また、本発明のリン酸カルシウム多孔体製造器具によれば、上記リン酸カルシウム多孔体を容易に得ることができる。更に、混練機能を備えるリン酸カルシウム多孔体製造器具を用いることで、製造工程中における雑菌や不純物の混入等を防ぐことができ、必要な量のペースト、或いは多孔体が正確に得られる。
【図面の簡単な説明】
【図1】リン酸カルシウム多孔体製造器具を説明する模式図である。
【図2】混練機能を有するリン酸カルシウム多孔体製造器具を説明する模式図である。
【図3】混練機能を有するリン酸カルシウム多孔体製造器具を用いてペースト押出した後の状態を説明する模式図である。
【図4】気孔形成用多孔板の貫通孔の開口部の形状を説明する模式図である。
【図5】実施例1のリン酸カルシウム多孔体の断面の光学顕微鏡による説明図である。
【図6】図5を2.5倍に拡大した説明図である。
【図7】気孔形成用多孔板の貫通孔の開口部の形状を説明する模式図である。
【図8】実施例2のリン酸カルシウム多孔体の断面の光学顕微鏡による説明図である。
【図9】図8を2.5倍に拡大した説明図である。
【図10】実施例3のリン酸カルシウム多孔体の断面の光学顕微鏡による説明図である。
【図11】図10を2.5倍に拡大した説明図である。
【図12】実施例4のリン酸カルシウム多孔体の断面の光学顕微鏡による説明図である。
【図13】図12を2.5倍に拡大した説明図である。
【図14】気孔形成用多孔板の貫通孔の開口部の形状を説明する模式図である。
【図15】気孔形成用多孔板の貫通孔の一面側の開口部の形状を説明する模式図である。
【図16】図15に示す気孔形成用多孔板の貫通孔の他面側の開口部の形状を説明する模式図である。

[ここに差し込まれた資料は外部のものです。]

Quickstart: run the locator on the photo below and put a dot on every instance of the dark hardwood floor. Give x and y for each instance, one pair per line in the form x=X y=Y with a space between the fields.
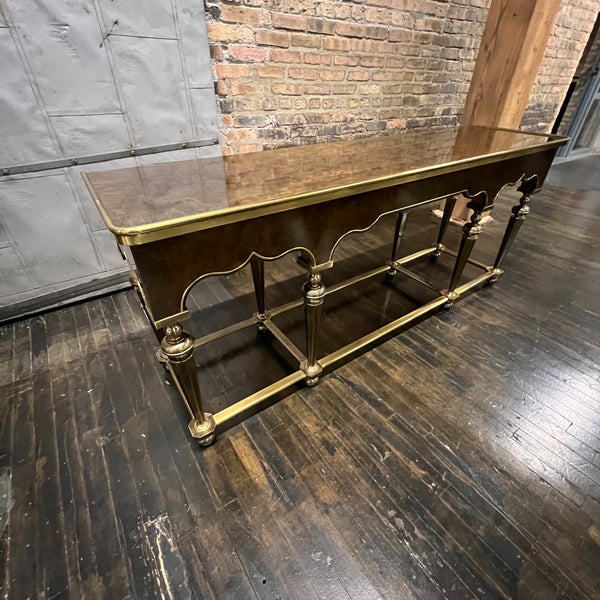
x=459 y=459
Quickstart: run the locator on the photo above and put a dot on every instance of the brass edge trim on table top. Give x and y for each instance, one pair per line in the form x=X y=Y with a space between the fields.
x=142 y=234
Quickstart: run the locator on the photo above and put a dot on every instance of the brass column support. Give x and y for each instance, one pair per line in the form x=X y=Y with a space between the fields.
x=258 y=277
x=178 y=348
x=398 y=235
x=519 y=213
x=314 y=293
x=471 y=231
x=439 y=246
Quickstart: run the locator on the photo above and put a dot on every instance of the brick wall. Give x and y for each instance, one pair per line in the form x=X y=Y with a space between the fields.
x=306 y=71
x=303 y=71
x=569 y=36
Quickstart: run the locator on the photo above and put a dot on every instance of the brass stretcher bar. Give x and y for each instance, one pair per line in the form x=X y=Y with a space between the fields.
x=179 y=222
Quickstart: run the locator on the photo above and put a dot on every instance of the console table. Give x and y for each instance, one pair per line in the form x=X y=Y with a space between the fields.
x=179 y=222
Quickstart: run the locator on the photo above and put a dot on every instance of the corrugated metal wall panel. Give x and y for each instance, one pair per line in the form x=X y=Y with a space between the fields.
x=75 y=82
x=25 y=133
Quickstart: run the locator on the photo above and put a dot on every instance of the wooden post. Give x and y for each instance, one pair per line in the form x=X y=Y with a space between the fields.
x=512 y=47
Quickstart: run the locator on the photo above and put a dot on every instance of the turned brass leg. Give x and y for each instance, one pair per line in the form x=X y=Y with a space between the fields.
x=519 y=213
x=439 y=246
x=258 y=276
x=178 y=348
x=398 y=235
x=471 y=232
x=314 y=292
x=159 y=333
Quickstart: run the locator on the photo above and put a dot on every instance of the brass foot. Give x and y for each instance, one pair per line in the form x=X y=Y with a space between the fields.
x=437 y=252
x=312 y=373
x=260 y=320
x=392 y=270
x=452 y=296
x=204 y=432
x=495 y=274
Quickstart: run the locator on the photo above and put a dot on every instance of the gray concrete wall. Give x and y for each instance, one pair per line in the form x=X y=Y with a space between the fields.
x=84 y=77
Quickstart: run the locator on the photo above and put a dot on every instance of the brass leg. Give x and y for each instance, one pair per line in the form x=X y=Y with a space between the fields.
x=398 y=235
x=314 y=292
x=178 y=348
x=258 y=277
x=519 y=213
x=471 y=232
x=439 y=246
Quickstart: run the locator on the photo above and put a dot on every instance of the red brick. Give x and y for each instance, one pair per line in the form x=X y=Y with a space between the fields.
x=340 y=88
x=367 y=89
x=328 y=75
x=400 y=35
x=286 y=21
x=266 y=37
x=287 y=56
x=317 y=90
x=241 y=89
x=350 y=29
x=241 y=134
x=306 y=40
x=229 y=33
x=240 y=14
x=300 y=104
x=299 y=73
x=287 y=89
x=335 y=43
x=364 y=46
x=358 y=76
x=231 y=71
x=245 y=148
x=247 y=53
x=216 y=52
x=416 y=63
x=349 y=61
x=310 y=58
x=270 y=71
x=321 y=26
x=372 y=61
x=393 y=62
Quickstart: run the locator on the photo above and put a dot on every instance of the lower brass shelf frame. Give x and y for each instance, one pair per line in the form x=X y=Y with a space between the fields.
x=329 y=361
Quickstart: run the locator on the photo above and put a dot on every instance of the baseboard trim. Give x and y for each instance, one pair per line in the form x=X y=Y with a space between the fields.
x=108 y=284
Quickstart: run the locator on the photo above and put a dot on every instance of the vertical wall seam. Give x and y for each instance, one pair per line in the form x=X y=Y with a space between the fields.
x=184 y=69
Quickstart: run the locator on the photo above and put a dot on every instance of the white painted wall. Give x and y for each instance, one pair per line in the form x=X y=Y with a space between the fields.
x=81 y=77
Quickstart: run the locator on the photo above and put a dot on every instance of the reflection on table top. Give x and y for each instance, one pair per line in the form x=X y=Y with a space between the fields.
x=193 y=193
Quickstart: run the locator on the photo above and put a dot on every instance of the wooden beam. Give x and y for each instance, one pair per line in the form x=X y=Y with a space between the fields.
x=512 y=48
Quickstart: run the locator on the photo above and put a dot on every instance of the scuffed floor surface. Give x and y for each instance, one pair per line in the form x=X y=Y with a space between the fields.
x=459 y=459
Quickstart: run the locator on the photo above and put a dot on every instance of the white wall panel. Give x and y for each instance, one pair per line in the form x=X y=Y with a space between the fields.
x=63 y=41
x=74 y=83
x=192 y=30
x=151 y=18
x=47 y=227
x=91 y=134
x=25 y=135
x=14 y=279
x=92 y=216
x=151 y=80
x=108 y=251
x=204 y=108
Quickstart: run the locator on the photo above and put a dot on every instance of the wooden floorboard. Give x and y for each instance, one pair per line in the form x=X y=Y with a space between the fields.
x=458 y=459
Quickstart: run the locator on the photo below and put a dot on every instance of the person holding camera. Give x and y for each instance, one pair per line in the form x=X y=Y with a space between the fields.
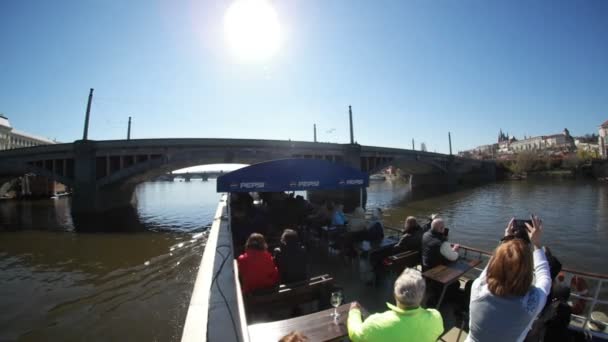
x=436 y=249
x=512 y=289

【図17】気孔形成用多孔板の開口部の構成を説明する模式図である。
【符号の説明】
A;リン酸カルシウム多孔体製造器具、B;混練機能を有するリン酸カルシウム多孔体製造器具、1;シリンダ、11;ペースト押出口、2;プランジャー、21;仕切り具、211;雌ねじ部、212、213;溝、22;ピストン、221;シャフト部、222;混練部、223;ハンドル部、224;つまみ、3;気孔形成用多孔板、4;ストッパ、51、52;Oリング、6;蓋。
Claims (6)
- リン酸カルシウム系粉体と、水を含有する硬化液とを混練してなるリン酸カルシウムペーストを、気孔形成用多孔板の一面側から他面側へと通過させることにより、連続気孔を有するリン酸カルシウム多孔体を形成することを特徴とするリン酸カルシウム多孔体の製造方法。
- 上記リン酸カルシウム系粉体は、リン酸水素カルシウム粉体及びリン酸四カルシウム粉体を主成分とする請求項1記載のリン酸カルシウム多孔体の製造方法。

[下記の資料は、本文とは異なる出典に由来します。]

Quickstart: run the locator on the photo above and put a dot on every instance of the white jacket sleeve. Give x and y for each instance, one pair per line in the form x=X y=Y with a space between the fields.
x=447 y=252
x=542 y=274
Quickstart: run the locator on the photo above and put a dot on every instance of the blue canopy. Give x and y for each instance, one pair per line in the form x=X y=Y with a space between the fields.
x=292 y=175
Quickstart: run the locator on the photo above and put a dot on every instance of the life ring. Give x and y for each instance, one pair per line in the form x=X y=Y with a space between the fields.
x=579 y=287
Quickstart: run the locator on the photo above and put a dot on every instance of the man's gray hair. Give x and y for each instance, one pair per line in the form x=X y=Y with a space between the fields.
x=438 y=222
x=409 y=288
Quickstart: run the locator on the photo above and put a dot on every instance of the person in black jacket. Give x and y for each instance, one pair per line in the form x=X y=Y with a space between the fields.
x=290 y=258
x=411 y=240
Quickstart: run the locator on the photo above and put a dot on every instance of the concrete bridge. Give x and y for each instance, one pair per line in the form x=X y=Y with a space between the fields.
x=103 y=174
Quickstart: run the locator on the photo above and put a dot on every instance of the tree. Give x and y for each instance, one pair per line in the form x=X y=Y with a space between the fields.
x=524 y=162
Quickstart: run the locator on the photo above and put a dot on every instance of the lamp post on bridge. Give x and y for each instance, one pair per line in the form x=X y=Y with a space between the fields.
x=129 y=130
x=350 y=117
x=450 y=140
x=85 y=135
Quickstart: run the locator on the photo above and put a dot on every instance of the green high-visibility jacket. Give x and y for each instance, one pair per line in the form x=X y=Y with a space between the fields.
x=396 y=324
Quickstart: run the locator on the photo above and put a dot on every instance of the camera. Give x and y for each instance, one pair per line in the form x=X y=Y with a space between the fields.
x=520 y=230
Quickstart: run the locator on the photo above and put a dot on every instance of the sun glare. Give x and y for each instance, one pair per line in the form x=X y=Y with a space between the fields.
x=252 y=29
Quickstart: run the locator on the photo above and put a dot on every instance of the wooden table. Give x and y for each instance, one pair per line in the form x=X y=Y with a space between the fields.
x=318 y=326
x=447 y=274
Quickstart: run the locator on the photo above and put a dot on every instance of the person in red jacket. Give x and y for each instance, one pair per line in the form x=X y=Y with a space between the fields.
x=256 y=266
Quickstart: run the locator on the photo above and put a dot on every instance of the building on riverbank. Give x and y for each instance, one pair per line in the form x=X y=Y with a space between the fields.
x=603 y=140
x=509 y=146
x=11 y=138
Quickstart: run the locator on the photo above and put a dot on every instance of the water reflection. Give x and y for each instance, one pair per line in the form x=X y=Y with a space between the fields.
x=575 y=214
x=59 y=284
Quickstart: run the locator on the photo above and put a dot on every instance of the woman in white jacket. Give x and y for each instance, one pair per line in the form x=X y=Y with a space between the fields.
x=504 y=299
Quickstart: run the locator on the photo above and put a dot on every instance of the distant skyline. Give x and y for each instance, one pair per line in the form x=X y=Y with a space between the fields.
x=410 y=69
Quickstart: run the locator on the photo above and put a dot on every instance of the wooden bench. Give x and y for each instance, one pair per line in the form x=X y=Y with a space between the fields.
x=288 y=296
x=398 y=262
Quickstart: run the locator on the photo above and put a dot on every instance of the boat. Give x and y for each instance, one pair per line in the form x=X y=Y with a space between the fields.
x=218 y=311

- 上記リン酸カルシウムペーストが、多糖類を含有する請求項1又は2に記載のリン酸カルシウム多孔体の製造方法。
- 上記多糖類は、デキストラン及びデキストラン硫酸塩の少なくとも一方である請求項3に記載のリン酸カルシウム多孔体の製造方法。
- 請求項1乃至4のいずれか1項に記載のリン酸カルシウム多孔体の製造方法において用いられる製造器具であって、一端側にペースト押出口を有するシリンダと、該シリンダの内部を摺動するプランジャーと、該ペースト押出口に配設された上記気孔形成用多孔板とを備えることを特徴とするリン酸カルシウム多孔体製造器具。
- 上記リン酸カルシウム系粉体と上記硬化液とを混練する機能を有する請求項5記載のリン酸カルシウム多孔体製造器具。